The unification of the equation production/consumption allows for the realisation of a struggle front as never before. Today the figure of the ‘privileged producer’, the worker who saw himself as different to the disinherited or lumpenproletarian no longer exists. At the technical level of production such distinctions are still operative but they are disappearing. Hammering on the need for repetition, power has obtained the great result of detaching privileged producers from consumer goods which were ‘luxuries’ compared to the increasingly large minorities, resulting in outbreaks of social conflict that are increasingly difficult to control. It has also had to pay the price of opening the road to a recomposition of the class front. The decomposition of production (and therefore of consumerism), the so-called crises, should have far more serious effects now than in the phase of formal dominion where the process of representation was able to keep productive strata separate from those excluded from wage earning.
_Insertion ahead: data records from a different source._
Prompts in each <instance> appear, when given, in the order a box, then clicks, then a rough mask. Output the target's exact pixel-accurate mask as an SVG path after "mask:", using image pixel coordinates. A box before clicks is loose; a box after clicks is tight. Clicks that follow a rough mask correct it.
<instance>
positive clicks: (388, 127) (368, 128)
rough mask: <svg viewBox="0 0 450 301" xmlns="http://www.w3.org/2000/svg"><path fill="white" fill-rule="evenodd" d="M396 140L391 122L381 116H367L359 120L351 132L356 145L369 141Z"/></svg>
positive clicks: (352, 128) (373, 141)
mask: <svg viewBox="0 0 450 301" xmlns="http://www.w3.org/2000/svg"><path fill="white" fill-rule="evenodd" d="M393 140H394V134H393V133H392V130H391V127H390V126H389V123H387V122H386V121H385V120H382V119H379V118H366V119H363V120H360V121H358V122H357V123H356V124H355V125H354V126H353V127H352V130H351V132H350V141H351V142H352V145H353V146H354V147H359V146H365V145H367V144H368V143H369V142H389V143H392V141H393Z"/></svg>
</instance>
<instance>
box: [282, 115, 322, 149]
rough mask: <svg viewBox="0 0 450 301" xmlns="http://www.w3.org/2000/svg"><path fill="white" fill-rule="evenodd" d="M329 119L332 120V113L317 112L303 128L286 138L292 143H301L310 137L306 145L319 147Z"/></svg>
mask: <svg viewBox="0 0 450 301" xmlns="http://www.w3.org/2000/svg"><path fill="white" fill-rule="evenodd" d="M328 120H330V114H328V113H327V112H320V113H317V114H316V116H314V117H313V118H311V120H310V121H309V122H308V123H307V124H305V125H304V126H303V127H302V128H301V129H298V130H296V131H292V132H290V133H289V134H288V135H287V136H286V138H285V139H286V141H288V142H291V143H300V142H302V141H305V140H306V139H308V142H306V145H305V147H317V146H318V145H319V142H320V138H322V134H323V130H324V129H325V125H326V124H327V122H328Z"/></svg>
A sudden break up of uniformity could produce phenomena of mass rebellion compared to the little hysterical crises which came about in the opium dens of the past.
Claims for real wage increases are coming to be made in a different way however, obliging the institutions of class dominion to give in on the question of nominal increases. From individual appropriation to collective expropriation, from bad work to techniques of absenteeism, from collective reduction to collective destruction, from sabotage to public denunciation, from counter-information to the search for one’s capacity to self-organise: everything must be used in an anti-boss dimension. But the vital element of transformation must be in the attempt to destroy the grandiose apparatus of repetitiveness, the homogenisation of the individual. In breaking up this repressive apparatus one endangers the very relationship consumption/production and the minimal conditions for attack are realised, allowing one to safeguard the creativity of the struggle.
The mythology of the past: the logo, the slogans, the ‘analyses that explained everything’, sacred monsters of a time which seemed close to the revolution, must be substituted with inventiveness, simplicity, modesty, awareness of one’s limitations and one’s possibilities. A nucleus is not a gymnasium of the revolution, it is not the point of reference which will overcome the order of capitalism, perhaps it is not even an adequate instrument of struggle, but it could become all this and far far more: it could become the small grain of sand that jams the machinery of capital.